Optimal Energy Dispatch of Grid-Connected Electric Vehicle Considering Lithium Battery Electrochemical Model

TL;DR

This paper develops an optimal energy dispatch method for grid-connected EVs that incorporates a detailed electrochemical battery model, improving efficiency and battery health management in high EV penetration scenarios.

Contribution

It introduces a recursive EV battery constraint framework and a matrix-based state update method to efficiently integrate the electrochemical model into dispatch optimization.

Findings

Enhanced dispatch accuracy with electrochemical battery modeling

Reduced battery degradation through optimized control

Improved system efficiency in high EV penetration scenarios

Abstract

The grid-connected electric vehicles (EVs) serve as a promising regulating resource in the distribution grid with Vehicle-to-Grid (V2G) facilities.
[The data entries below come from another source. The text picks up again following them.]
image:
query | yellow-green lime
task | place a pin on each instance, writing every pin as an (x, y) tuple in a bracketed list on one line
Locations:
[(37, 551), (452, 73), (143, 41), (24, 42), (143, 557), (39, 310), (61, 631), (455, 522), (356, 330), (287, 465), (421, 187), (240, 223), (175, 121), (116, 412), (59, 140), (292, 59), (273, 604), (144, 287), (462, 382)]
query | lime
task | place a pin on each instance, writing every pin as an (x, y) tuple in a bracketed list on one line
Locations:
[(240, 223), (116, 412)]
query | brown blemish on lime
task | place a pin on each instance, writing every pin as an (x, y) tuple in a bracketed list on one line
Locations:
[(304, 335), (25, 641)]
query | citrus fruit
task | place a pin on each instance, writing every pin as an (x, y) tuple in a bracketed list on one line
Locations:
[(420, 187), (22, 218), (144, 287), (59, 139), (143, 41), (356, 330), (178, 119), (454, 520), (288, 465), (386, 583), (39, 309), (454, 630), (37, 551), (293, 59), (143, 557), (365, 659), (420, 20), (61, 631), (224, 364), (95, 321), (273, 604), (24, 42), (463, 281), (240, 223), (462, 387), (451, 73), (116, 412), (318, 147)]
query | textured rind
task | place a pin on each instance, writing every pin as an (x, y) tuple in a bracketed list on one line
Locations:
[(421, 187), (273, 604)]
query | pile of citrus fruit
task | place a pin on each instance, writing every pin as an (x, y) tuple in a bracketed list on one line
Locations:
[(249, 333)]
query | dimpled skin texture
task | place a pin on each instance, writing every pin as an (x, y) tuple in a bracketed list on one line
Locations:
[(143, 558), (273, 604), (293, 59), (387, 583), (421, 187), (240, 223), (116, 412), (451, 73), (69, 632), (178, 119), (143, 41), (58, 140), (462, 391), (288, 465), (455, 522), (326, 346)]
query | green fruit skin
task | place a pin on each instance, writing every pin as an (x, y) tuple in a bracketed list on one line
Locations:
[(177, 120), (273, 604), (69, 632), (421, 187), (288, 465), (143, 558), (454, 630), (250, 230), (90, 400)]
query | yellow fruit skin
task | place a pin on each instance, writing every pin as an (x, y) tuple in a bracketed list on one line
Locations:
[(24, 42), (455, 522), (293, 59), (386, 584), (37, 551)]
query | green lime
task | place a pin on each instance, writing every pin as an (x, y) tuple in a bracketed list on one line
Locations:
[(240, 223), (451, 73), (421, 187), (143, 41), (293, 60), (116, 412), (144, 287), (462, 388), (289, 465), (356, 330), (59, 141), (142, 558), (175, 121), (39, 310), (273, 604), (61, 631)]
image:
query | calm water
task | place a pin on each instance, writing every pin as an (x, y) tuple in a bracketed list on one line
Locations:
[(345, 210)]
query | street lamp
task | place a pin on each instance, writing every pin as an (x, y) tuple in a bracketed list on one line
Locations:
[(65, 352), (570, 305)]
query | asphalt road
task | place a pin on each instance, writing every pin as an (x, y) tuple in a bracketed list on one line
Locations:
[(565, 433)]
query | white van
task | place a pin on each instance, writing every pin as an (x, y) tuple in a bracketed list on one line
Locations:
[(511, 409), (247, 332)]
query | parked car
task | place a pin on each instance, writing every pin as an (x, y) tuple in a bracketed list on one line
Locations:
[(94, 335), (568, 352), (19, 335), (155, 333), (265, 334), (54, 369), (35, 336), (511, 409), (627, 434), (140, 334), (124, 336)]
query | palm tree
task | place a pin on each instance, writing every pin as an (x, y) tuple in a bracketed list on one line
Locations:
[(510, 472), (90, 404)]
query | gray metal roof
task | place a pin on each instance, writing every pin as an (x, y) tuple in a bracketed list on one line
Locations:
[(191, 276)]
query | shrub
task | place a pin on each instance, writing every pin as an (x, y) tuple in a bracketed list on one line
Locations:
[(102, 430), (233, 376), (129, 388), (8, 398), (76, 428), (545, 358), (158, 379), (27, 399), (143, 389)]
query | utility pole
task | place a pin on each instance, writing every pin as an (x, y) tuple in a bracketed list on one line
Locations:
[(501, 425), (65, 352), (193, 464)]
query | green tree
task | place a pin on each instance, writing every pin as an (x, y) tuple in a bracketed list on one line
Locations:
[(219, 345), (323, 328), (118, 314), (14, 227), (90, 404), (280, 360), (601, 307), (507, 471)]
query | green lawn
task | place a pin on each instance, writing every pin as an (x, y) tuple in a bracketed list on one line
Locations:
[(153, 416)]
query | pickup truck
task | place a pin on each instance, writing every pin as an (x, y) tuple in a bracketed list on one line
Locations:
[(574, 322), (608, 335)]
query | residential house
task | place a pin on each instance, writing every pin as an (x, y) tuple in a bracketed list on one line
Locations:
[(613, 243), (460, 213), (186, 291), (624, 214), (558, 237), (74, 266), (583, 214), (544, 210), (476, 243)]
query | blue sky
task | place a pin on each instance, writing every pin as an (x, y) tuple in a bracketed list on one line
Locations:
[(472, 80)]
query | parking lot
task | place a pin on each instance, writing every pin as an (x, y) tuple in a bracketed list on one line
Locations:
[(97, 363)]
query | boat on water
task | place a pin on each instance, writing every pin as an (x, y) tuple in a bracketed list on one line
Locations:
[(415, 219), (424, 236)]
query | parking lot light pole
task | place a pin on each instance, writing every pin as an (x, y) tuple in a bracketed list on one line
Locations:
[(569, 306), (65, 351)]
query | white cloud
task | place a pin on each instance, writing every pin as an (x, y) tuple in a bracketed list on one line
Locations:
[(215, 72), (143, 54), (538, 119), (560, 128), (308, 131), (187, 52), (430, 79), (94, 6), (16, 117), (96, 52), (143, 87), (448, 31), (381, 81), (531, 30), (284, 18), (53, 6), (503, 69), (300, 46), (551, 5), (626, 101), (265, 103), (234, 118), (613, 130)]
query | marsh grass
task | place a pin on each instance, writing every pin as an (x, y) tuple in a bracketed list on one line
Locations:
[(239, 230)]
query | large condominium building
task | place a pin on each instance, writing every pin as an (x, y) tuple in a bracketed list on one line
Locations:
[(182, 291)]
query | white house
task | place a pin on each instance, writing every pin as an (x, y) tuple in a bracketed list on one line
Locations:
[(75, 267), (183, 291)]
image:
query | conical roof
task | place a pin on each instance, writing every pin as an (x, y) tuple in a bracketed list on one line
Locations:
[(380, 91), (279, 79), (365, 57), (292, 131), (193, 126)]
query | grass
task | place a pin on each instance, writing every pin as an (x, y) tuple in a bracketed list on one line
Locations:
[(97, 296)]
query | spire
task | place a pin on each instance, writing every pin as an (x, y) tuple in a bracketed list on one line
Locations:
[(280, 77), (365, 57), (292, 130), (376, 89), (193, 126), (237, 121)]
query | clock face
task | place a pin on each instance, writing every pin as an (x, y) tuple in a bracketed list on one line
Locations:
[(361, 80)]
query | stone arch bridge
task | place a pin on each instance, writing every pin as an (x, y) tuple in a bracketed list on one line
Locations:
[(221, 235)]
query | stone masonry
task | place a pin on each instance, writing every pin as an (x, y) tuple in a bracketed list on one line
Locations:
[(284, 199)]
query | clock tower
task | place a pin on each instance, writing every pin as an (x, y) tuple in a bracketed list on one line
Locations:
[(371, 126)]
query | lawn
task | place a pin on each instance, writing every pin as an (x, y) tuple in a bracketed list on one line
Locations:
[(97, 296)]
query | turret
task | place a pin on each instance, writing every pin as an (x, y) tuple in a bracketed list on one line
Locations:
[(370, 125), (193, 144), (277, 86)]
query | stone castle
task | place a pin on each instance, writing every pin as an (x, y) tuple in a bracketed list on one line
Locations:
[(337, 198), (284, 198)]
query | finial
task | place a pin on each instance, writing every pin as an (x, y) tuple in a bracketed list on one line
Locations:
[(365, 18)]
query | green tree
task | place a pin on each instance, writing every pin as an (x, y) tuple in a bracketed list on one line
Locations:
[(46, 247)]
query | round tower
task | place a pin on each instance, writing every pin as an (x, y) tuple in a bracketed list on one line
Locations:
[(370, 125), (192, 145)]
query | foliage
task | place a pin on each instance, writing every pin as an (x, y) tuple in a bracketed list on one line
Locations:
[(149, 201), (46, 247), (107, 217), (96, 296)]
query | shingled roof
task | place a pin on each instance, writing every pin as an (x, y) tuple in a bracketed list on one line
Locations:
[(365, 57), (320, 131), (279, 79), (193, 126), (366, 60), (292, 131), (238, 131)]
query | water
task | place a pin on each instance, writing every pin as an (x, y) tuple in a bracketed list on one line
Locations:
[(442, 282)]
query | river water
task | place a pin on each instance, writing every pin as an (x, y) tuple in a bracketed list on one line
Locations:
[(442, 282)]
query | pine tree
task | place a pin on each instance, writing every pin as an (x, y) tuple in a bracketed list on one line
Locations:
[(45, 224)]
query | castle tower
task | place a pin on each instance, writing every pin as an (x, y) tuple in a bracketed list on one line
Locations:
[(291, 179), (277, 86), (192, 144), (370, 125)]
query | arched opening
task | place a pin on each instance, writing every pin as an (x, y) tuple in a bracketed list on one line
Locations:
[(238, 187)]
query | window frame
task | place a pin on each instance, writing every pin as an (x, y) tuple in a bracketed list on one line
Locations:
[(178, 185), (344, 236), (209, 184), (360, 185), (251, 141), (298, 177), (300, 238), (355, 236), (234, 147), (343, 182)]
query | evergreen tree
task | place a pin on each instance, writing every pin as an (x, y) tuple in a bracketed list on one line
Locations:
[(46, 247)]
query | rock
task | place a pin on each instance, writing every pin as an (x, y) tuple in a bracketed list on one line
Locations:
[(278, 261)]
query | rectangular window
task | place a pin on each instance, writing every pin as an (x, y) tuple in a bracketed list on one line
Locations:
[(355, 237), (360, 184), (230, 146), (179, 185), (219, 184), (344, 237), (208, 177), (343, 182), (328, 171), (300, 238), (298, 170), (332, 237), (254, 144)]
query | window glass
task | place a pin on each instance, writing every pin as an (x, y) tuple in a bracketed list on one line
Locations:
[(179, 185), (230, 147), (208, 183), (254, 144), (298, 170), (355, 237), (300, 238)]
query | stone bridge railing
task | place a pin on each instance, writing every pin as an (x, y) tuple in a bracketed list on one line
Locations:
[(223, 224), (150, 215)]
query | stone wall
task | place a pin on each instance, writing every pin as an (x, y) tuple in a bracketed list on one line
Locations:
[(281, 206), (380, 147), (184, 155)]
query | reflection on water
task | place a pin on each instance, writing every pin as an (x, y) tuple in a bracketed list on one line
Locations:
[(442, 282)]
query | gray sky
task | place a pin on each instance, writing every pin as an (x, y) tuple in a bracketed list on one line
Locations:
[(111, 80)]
In the day-ahead stage, electric vehicle batteries (EVBs) need to be precisely dispatched and controlled to ensure high efficiency and prevent degradation. This article focuses on considering a refined battery model, i.e. the electrochemical model (EM), in the optimal dispatch of the local energy system with high penetration of EVs which replenish energy through V2G-equipped charge station and battery swapping station (BSS). In this paper, to utilize the EM efficiently, recursive EVB constraints and a corresponding matrix-based state update method are proposed based on EM power characterization. The charging EV state distribution is profiled and a multi-layer BSS model along with binary aggregation is proposed, in order to overcome the computation complexity of combining the refined battery constraints with the mixed integer optimization. Finally, a local energy system scenario is investigated for evaluation. The efficiency and effectiveness of EM consideration are assessed from the perspective of both the system and battery.